The Iceman’s appeal is universal. Austrians have fondly nicknamed him “Oetzi” (after the Oetztaler Alps). Thousands of people worldwide have written to express their interest or profess kinship. Some claim to have communicated with him, while several women, unaware of the Iceman’s castration, have volunteered to be impregnated with his sperm. In South Tyrol, a small tourist industry, replete with T-shirts, pamphlets and escorted hikes to the recovery site, is already flourishing. And proud provincial officials are planning to build a museum around the Iceman and display him in some sort of refrigerated showcase.

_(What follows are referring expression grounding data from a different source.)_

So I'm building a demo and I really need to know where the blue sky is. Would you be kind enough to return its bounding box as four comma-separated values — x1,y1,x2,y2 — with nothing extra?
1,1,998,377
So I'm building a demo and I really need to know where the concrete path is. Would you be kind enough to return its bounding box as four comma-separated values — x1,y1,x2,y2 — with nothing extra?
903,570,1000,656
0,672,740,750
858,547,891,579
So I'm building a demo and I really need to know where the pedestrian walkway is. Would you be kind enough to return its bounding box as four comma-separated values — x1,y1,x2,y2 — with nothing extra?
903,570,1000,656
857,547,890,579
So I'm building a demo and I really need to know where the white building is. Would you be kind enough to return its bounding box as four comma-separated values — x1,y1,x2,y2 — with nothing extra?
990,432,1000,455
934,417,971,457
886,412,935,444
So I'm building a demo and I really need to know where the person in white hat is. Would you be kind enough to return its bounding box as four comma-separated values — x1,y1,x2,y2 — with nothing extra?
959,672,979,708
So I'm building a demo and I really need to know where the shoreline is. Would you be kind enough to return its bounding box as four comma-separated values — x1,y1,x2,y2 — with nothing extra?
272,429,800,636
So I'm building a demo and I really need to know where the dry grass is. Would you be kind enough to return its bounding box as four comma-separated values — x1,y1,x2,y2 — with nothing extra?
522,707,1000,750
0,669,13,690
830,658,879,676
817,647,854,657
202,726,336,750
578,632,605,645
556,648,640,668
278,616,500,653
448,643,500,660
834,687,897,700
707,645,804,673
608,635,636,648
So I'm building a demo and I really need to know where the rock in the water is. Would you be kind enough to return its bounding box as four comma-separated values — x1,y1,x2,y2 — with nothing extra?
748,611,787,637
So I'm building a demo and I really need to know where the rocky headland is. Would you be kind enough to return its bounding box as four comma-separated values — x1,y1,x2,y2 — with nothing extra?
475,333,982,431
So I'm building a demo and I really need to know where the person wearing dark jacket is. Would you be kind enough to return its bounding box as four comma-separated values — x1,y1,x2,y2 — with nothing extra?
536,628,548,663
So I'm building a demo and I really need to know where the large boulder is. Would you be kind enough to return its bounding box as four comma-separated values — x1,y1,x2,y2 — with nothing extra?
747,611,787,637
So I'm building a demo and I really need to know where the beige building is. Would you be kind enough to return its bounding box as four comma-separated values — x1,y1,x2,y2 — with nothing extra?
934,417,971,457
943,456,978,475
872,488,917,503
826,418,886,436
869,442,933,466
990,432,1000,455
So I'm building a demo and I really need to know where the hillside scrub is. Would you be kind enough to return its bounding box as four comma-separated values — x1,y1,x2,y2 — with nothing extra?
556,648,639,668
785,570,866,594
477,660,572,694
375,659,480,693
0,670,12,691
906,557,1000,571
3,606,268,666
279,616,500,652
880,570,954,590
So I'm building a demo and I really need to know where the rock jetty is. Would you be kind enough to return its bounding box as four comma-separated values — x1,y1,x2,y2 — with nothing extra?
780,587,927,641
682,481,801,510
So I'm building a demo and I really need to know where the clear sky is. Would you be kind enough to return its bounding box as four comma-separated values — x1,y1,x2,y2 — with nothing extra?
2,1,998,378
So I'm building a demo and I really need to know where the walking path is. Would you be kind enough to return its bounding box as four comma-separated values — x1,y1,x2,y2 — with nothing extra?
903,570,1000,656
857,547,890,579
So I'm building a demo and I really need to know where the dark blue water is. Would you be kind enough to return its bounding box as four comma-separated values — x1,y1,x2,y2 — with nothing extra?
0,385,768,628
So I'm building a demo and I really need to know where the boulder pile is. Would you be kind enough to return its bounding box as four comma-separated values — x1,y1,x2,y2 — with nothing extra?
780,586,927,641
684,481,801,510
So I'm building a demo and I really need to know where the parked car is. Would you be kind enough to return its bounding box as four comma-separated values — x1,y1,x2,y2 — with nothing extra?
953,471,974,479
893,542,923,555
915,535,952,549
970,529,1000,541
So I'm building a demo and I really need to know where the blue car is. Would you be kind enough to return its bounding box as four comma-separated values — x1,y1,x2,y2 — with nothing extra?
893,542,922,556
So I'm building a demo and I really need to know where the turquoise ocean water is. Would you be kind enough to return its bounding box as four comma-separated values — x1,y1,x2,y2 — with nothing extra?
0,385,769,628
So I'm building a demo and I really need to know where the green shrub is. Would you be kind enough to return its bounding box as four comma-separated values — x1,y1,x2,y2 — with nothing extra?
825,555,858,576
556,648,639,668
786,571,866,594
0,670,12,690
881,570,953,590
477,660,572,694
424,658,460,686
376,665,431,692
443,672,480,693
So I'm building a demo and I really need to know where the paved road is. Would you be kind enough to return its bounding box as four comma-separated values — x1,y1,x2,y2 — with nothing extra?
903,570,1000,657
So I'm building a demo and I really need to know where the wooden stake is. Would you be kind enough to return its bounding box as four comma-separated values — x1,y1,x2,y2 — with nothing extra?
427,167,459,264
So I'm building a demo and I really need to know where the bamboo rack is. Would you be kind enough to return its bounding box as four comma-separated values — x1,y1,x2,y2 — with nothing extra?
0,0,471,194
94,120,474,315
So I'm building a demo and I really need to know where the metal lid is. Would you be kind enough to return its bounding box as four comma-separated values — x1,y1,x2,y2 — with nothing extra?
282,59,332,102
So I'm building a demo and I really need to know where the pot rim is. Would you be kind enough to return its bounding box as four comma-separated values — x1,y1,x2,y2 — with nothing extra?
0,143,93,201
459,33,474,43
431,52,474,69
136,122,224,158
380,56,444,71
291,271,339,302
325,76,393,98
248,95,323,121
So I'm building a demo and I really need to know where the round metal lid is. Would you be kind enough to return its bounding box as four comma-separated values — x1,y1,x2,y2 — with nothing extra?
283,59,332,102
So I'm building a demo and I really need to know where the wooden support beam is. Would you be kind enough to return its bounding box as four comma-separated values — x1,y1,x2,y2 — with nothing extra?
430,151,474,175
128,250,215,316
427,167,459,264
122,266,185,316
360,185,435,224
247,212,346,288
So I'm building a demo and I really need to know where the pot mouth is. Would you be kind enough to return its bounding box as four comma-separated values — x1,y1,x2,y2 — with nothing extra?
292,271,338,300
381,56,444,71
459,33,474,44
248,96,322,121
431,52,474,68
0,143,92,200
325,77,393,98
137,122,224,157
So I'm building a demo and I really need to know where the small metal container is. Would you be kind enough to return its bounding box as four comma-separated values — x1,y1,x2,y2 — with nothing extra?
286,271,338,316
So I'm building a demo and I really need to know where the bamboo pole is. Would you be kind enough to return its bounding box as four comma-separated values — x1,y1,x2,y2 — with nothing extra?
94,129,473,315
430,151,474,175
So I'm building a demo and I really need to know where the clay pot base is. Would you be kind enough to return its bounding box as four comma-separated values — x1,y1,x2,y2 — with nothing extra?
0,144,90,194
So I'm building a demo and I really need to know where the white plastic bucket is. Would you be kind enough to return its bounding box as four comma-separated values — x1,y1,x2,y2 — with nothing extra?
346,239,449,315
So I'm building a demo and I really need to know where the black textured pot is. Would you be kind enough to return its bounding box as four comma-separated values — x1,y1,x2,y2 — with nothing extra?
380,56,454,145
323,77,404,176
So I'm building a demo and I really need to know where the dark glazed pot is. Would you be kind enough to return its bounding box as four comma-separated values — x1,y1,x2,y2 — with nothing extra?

Scientists are appalled. An Iceman museum in picturesque South Tyrol would doubtless be a hit, but most experts believe it would be a mistake to display anything but a replica of the mummy. Displaying the body, Platzer says, would be undignified, and “we don’t think it could tolerate those conditions.” In fact, the Iceman’s present custodians are worried that even their best efforts cannot indefinitely preserve the world’s most extraordinary time traveler. Full-scale research had better proceed apace. What a sad irony it would be if, after waiting more that 53 centuries to come to light, the Iceman and his ancient secrets would be lost to human folly and politics.